Per Liborio Stuppia e Nicola D’Alterio, che guidano rispettivamente i laboratori di genetica molecolare dell’Università D’Annunzio e quelli dell’Istituto Zooprofilattico di Teramo anche nella caccia alla variante Omicron, l’Abruzzo per ora è stato risparmiato soprattutto perché non è al centro di grandi flussi di persone dai paesi africani in cui si è sviluppata, anche grazie allo stop ai collegamenti con le zone a rischio imposti dal Governo.
PERCHÈ FA PAURA
Finora la nuova variante, originaria del Sudafrica, sembra essersi diffusa 4 o 5 volte più velocemente della Delta. Non ci sono ancora studi dettagliati – il Sudafrica ha segnalato l’esistenza di Omicron solo il 24 novembre – ma, secondo l’Organizzazione mondiale della sanità, «anche se la gravità è potenzialmente inferiore a quella della Delta, si prevede che i ricoveri aumenteranno a causa dell’aumento della contagiosità. Un numero maggiore di ricoveri può mettere a dura prova i sistemi sanitari e causare più decessi».
LA CACCIA IN ABRUZZO
L’Istituto Zooprofilattico di Teramo riceve i campioni aquilani e teramani, come gli ultimi 140 sequenziati nei giorni scorsi senza trovare alcun riscontro della Omicron. Ma la variante sudafricana si mostra già nella semplice analisi sulla positività del tampone, prima ancora che nel sequenziamento genetico. Nessun caso sospetto è emerso dal laboratorio di genetica dell’Università D’Annunzio, che analizza i tamponi del Pescarese e del Chietino – circa 1.500 ogni giorno - e poi ne sequenzia circa 40 ogni settimana.
LA SITUAZIONE
«In Italia i casi sono nell’ordine delle decine di casi, gli ultimi in zone con grandi flussi di persone. Con i vaccini, del resto, le varianti fanno fatica a emergere», spiega D’Alterio, «sicuramente ci sono più casi di quelli registrati, magari che si nascondono tra vaccinati positivi che non sanno di esserlo. Ma il ritmo di Omicron, al momento non sembra quello di Alfa e Delta, che hanno preso immediatamente il dominio sul territorio quando sono arrivate».

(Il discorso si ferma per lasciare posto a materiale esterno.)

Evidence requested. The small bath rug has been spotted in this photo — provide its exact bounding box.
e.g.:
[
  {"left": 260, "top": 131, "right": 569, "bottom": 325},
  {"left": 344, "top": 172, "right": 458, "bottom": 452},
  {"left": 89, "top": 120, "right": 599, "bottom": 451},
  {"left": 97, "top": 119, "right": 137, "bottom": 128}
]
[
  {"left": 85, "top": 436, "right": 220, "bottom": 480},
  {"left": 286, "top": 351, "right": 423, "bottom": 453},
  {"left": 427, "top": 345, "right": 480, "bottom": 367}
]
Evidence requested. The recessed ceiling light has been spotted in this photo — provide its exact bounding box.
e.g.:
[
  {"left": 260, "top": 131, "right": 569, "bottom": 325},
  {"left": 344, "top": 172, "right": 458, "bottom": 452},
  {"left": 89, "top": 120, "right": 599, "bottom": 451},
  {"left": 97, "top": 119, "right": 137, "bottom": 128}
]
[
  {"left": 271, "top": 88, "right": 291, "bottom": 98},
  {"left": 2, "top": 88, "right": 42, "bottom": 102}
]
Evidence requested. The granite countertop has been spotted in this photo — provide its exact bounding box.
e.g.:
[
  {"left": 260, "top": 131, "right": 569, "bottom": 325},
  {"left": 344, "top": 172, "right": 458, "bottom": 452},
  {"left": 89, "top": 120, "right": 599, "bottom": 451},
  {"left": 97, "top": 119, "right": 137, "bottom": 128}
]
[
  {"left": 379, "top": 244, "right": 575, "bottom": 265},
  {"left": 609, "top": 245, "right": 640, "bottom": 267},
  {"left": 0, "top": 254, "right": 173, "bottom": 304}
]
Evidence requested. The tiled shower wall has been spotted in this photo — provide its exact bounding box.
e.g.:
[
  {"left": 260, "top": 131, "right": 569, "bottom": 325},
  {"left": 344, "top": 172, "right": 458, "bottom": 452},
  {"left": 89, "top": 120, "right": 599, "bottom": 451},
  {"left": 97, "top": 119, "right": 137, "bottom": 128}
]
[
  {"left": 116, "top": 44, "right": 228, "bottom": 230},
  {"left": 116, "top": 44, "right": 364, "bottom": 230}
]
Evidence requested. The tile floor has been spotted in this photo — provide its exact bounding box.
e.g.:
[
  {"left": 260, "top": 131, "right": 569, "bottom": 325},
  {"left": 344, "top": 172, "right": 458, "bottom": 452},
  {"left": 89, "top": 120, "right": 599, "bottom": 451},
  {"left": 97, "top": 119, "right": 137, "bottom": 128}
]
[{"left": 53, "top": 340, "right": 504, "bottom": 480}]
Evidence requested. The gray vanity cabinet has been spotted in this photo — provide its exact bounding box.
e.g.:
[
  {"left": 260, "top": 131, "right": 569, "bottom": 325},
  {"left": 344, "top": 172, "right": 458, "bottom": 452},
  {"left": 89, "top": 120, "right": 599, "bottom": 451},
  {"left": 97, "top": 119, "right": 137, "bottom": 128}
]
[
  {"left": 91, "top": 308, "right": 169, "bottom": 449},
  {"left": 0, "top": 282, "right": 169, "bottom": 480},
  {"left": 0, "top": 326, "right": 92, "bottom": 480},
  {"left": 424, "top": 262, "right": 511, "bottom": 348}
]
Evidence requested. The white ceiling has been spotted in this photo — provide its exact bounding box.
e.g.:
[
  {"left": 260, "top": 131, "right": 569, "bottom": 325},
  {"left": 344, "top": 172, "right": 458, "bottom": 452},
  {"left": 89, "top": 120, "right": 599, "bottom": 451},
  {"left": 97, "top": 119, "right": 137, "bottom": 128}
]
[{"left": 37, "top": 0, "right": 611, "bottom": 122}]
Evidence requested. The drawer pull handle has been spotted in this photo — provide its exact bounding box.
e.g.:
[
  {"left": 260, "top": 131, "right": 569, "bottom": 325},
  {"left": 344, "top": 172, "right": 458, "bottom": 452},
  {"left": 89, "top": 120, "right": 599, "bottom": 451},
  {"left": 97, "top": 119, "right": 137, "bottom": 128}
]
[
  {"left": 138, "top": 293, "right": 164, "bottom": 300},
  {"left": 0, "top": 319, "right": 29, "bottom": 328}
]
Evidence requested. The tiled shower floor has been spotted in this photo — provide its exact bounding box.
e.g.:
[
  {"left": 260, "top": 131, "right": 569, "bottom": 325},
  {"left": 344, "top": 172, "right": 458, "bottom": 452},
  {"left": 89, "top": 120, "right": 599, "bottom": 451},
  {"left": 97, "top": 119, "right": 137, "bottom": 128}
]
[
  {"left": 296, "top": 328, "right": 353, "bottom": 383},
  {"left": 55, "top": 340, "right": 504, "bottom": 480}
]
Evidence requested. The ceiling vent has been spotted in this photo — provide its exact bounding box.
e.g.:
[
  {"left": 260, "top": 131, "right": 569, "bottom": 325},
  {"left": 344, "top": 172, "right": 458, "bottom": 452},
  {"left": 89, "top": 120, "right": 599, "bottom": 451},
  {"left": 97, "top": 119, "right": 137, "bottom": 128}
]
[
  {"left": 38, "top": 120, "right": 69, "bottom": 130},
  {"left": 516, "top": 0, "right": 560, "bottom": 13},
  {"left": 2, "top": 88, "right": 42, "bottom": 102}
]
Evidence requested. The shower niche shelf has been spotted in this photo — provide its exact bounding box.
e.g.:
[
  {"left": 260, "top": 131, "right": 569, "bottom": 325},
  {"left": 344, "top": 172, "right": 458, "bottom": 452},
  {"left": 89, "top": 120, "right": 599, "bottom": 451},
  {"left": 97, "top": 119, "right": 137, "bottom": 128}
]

Spiega invece Stuppia: «Per fortuna ancora non c’è, se e quando comparirà ce ne accorgeremo subito. L’Inghilterra è la culla di tutte le varianti, come Alfa e Delta, per la quantità di scambi commerciali e flussi che ha con il mondo. C’è anche una questione legata alla campagna vaccinale e una ambientale: nel Regno Unito l’inverno è arrivato prima e ci sono meno restrizioni». Continua il direttore del laboratorio della D’Annunzio: «Le simulazioni inglesi sono catastrofiche, ma sono pur sempre simulazioni. Non è ancora scontato l’esito della partita tra la Delta e la Omicron sul territorio».(l.t.)